Sunday, March 19, 2017
Can Tillerson play the bad cop?
And probably more importantly, can North Korea's only friend China bring them around to a sensible course of nuclear policy. And the unmentioned elephant in the room, can Donald Trump keep his mouth and Twitter quiet long enough to pull it off.
Secretary of State Rex W. Tillerson ruled out on Friday opening any negotiation with North Korea to freeze its nuclear and missile programs and said for the first time that the Trump administration might be forced to take pre-emptive action “if they elevate the threat of their weapons program” to an unacceptable level.Having a mad man in the White House may have a much needed influence on North Korean bullyboy Kim Jong Pudge. And denuclearizing Norh Korea is a worthy goal. But it's a thin tightrope to walk when the Mad Man is truly unhinged and the Secretary of State doesn't do nuance and has let go most of the people who could help him. And since the last 64 years have relied on an armistice to stop the shooting, it wouldn't take much to start it again.
Mr. Tillerson’s comments in Seoul, a day before he travels to Beijing to meet Chinese leaders, explicitly rejected any return to the bargaining table in an effort to buy time by halting North Korea’s accelerating testing program. The country’s leader, Kim Jong-un, said on New Year’s Day that North Korea was in the “final stage” of preparation for the first launch of an intercontinental ballistic missile that could reach the United States.
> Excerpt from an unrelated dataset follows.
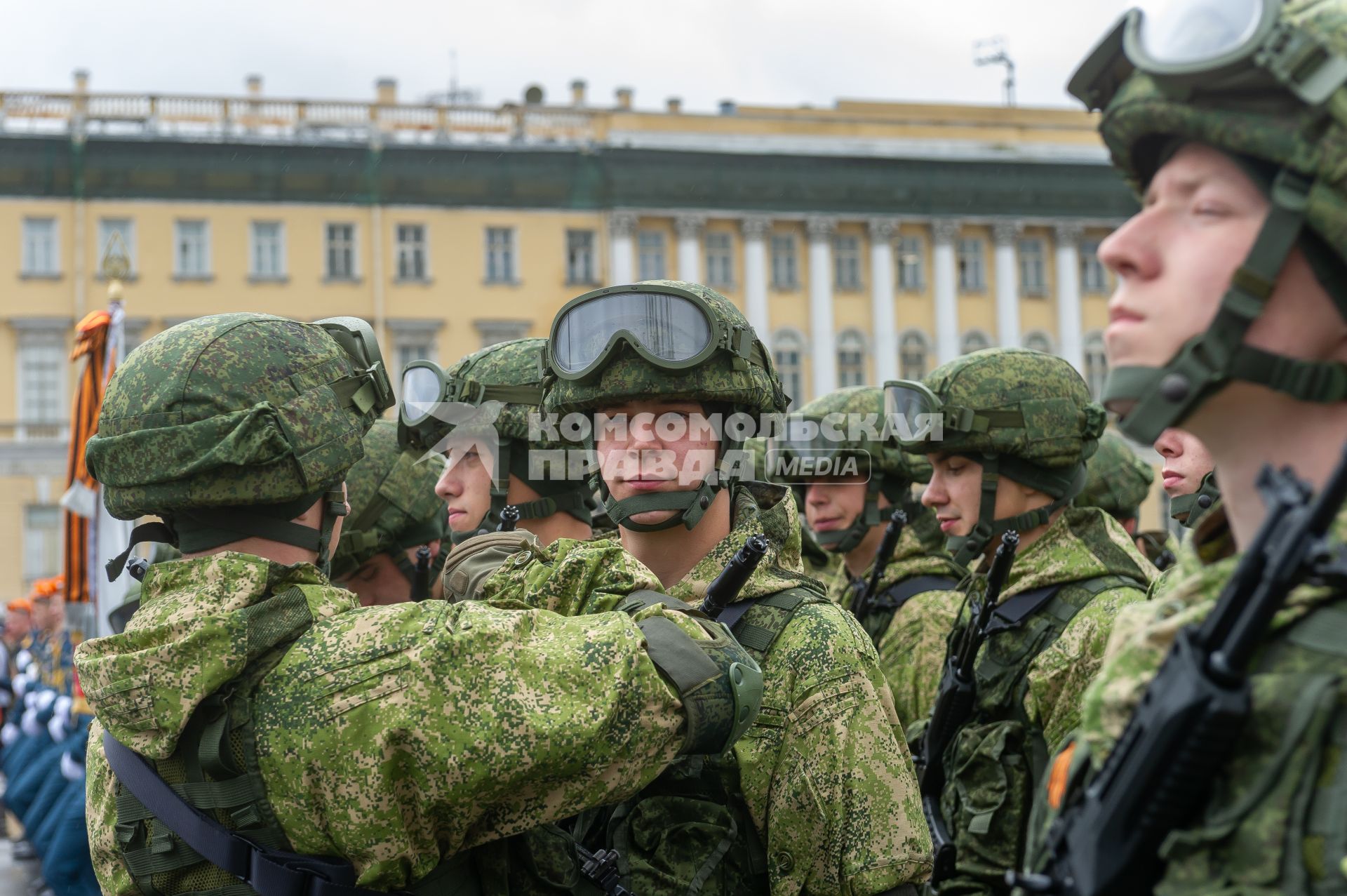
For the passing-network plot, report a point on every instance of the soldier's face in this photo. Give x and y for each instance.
(467, 486)
(833, 504)
(1187, 460)
(654, 446)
The secretary of state’s comments were the Trump administration’s first public hint at the options being considered, and they made clear that none involved a negotiated settlement or waiting for the North Korean government to collapse.
“The policy of strategic patience has ended,” Mr. Tillerson said, a reference to the term used by the Obama administration to describe a policy of waiting out the North Koreans, while gradually ratcheting up sanctions and covert action.
Negotiations “can only be achieved by denuclearizing, giving up their weapons of mass destruction,” he said — a step to which the North committed in 1992, and again in subsequent accords, but has always violated. “Only then will we be prepared to engage them in talks.”
His warning on Friday about new ways to pressure the North was far more specific and martial sounding than during the first stop of his three-country tour, in Tokyo on Thursday. His inconsistency of tone may have been intended to signal a tougher line to the Chinese before he lands in Beijing on Saturday. It could also reflect an effort by Mr. Tillerson, the former chief executive of Exxon Mobil, to issue the right diplomatic signals in a region where American commitment is in doubt.
Almost exactly a year ago, when Donald J. Trump was still a presidential candidate, he threatened in an interview with The New York Times to pull troops back from the Pacific region unless South Korea and Japan paid a greater share of the cost of keeping them there. During Mr. Tillerson’s stops in South Korea and Japan, there was no public talk of that demand.
On Friday afternoon, after visiting the Demilitarized Zone and peering into North Korean territory in what has become a ritual for American officials making a first visit to the South, Mr. Tillerson explicitly rejected a Chinese proposal to get the North Koreans to freeze their testing in return for the United States and South Korea suspending all annual joint military exercises, which are now underway.
Mr. Tillerson argued that a freeze would essentially enshrine “a comprehensive set of capabilities” North Korea possesses that already pose too great a threat to the United States and its allies, and he said there would be no negotiation until the North agreed to dismantle its programs.